Electric Vehicles (EVs) are becoming an increasingly important component of Global Transportation Systems as the energy landscape shifts towards cleaner, lower-carbon forms. Battery Thermal Management Systems (BTMS) are given more importance because of the exponential development in the production and sale of EVs. The use of a well-designed BTMS increases the battery's safety and longevity while decreasing expenses. The temperature management of batteries also affects how well they perform under Design and Off-Design operating and environmental circumstances.
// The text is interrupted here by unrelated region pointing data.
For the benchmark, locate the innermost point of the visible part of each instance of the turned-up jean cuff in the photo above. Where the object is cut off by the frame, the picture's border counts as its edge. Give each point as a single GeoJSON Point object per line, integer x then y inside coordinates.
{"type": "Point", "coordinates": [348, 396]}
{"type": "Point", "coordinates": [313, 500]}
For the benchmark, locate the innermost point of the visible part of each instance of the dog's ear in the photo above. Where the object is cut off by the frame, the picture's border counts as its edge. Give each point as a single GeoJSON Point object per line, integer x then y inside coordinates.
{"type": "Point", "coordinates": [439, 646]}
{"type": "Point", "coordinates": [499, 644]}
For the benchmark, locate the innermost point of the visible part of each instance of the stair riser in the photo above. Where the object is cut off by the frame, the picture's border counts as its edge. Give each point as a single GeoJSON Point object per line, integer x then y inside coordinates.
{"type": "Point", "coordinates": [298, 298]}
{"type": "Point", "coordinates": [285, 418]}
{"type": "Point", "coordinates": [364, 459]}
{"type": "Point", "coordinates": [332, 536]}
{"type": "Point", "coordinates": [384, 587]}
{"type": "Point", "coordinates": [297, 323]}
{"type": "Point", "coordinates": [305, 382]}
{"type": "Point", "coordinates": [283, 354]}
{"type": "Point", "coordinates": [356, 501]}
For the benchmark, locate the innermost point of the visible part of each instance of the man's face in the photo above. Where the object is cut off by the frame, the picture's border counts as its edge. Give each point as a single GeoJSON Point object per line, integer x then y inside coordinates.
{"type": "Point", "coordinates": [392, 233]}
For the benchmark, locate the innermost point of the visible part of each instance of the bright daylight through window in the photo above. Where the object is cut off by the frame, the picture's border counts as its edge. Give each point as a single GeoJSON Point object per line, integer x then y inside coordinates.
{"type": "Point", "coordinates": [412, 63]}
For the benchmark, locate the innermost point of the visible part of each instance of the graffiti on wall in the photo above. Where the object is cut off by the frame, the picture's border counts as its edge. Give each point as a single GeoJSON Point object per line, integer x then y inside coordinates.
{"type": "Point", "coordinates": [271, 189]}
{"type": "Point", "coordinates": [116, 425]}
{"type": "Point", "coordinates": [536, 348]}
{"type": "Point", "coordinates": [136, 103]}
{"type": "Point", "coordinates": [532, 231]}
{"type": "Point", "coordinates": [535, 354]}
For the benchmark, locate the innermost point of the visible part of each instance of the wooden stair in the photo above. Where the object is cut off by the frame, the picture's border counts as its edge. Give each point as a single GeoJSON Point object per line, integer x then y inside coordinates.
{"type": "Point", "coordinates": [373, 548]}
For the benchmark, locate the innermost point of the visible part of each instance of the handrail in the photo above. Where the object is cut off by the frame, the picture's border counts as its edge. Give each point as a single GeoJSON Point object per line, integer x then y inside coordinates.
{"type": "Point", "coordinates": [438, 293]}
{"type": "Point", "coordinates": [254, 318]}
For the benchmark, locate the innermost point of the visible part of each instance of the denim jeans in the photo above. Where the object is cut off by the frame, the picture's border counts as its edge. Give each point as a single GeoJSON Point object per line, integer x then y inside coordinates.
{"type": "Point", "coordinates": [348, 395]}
EVs are also important from the point of view of reducing the Greenhouse gas emissions in the transport sector owing to their zero tailpipe emissions and are inherent in the march towards the Net zero by 2070 initiative by the Government of India. For maximum efficiency, a battery needs to operate within a narrow band of temperature ranges, approximately between 288.15K to 318.15K. BTMS provides enhanced heat transfer rates to prevent such extremes of temperatures, outside this zone, from being achieved by the battery which would result in irreversible battery decomposition with regard to its electrolyte and electrodes. The reliability, life, lifetime cost, round-trip efficiency, charge capacity and acceptance of charge by batteries—as well as their ability to store power and energy—are all impacted by temperature, hence BTMS are crucial for maintaining the batteries' optimum performance. The kind of BTMS to be employed, will invariably depend upon the type of Battery, the Operating and Ambient conditions as also, it must consider the heat loads in off-design conditions. The method of Cooling/Heating required will also play an important part in the design aspects of the BTMS. The present work consists of a holistic appreciation of the EV markets, their future, challenges and then further narrows down to improvement in the Battery architecture for its application to low temperature markets. The projection of future market of EVs with their GHG impact with various parameters as well as performance of EVs as compared to other methods of power generation are discussed herein. The Total Cost of ownership model is discussed in a particular case of EV vs ICEV. The work then focuses on the construction and modelling of Self-Heating Lithium-ion Batteries in cases of extreme low temperature climates.